Got the smoke stack in, used 3-1/2" per availability and still within calculations. If you all don't mind, I'll keep posting pics of the progress.


----------



## daveomak (May 24, 2020)

PLEASE post pics....  They are all welcome.......


----------



## Joshua Husemann (May 24, 2020)

Got the main cook grate together. I'm thinking ill do another slightly smaller grate above that one for additional cook space.


----------



## Joshua Husemann (Jun 13, 2020)

quick update, got both cooking grates in, lid on, ash tray done, and I'm currently working on a work shelf for the front. I think it's really starting to take shape.


----------



## Joshua Husemann (Jun 29, 2020)

a few more pics of the progress. latches on, front shelf done, smoke stack dampener done, side handle on. Getting pretty close to being done!


----------



## cysmoker (Jul 10, 2020)

Looks nice! Pretty similar to my build and looks like you got some of the items right the first time that I had to go back and redo. Did you build the cart/stand or was it repurposed? Also is your shelf folding? I need to add a shelf to mine and would like to make it folding.


----------



## Joshua Husemann (Jul 10, 2020)

cysmoker said:


> Looks nice! Pretty similar to my build and looks like you got some of the items right the first time that I had to go back and redo.

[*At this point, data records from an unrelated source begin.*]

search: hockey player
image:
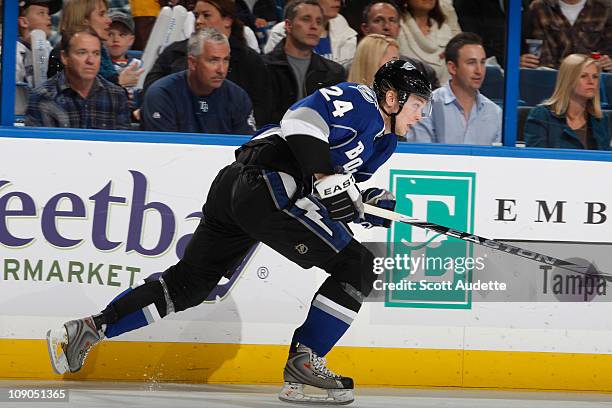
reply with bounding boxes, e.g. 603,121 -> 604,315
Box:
47,59 -> 432,405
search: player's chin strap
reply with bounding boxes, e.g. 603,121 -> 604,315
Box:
379,103 -> 404,135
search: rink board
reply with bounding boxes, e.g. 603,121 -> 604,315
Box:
2,136 -> 612,391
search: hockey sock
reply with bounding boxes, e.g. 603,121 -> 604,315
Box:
292,277 -> 363,357
93,272 -> 169,338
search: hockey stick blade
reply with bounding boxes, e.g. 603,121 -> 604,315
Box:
363,203 -> 612,282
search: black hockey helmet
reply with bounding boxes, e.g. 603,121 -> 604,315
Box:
372,59 -> 432,135
373,59 -> 432,109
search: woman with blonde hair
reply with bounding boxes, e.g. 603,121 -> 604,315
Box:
348,34 -> 399,86
48,0 -> 142,87
524,54 -> 610,150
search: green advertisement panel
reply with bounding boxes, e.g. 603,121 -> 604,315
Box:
386,170 -> 476,309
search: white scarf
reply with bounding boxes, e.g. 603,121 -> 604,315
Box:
398,14 -> 453,83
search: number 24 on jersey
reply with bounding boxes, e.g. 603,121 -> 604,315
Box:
319,86 -> 354,118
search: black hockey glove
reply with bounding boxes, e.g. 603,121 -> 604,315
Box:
361,188 -> 396,228
314,174 -> 364,223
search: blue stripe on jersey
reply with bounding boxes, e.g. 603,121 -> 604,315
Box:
294,304 -> 350,357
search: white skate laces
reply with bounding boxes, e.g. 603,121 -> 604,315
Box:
311,353 -> 339,378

Did you build the cart/stand or was it repurposed? Also is your shelf folding? I need to add a shelf to mine and would like to make it folding.


The shelf will be solid, bolted into place. The cart was repurposed, scored it with the casters for $20.


----------



## Joshua Husemann (Jul 27, 2020)

Got it back from the blaster today, almost ready for paint. I can almost taste the ribs now.


----------



## SmokinAl (Jul 28, 2020)

That is a fine looking build & from what I can see you are a skilled welder too!
Very Nice, can’t wait to see the first cook on it!
Al


----------



## Joshua Husemann (Jul 28, 2020)

I appreciate it


----------



## smokin peachey (Jul 28, 2020)

Looks great now get some smoke rolling


----------



## Joshua Husemann (Aug 5, 2020)

I appreciate the kind words


----------



## Joshua Husemann (Aug 9, 2020)

okay, finally done. I can't wait to get it going and enjoy some Q.













						imgur.com
					

Imgur: The magic of the Internet




					imgur.com


----------



## smokingunny (Aug 10, 2020)

Looking good. Now that I've come out of retirement (USMC) and have a job, I look forward to continuing and documenting my build.


----------



## smokin peachey (Aug 10, 2020)

Looks good!


----------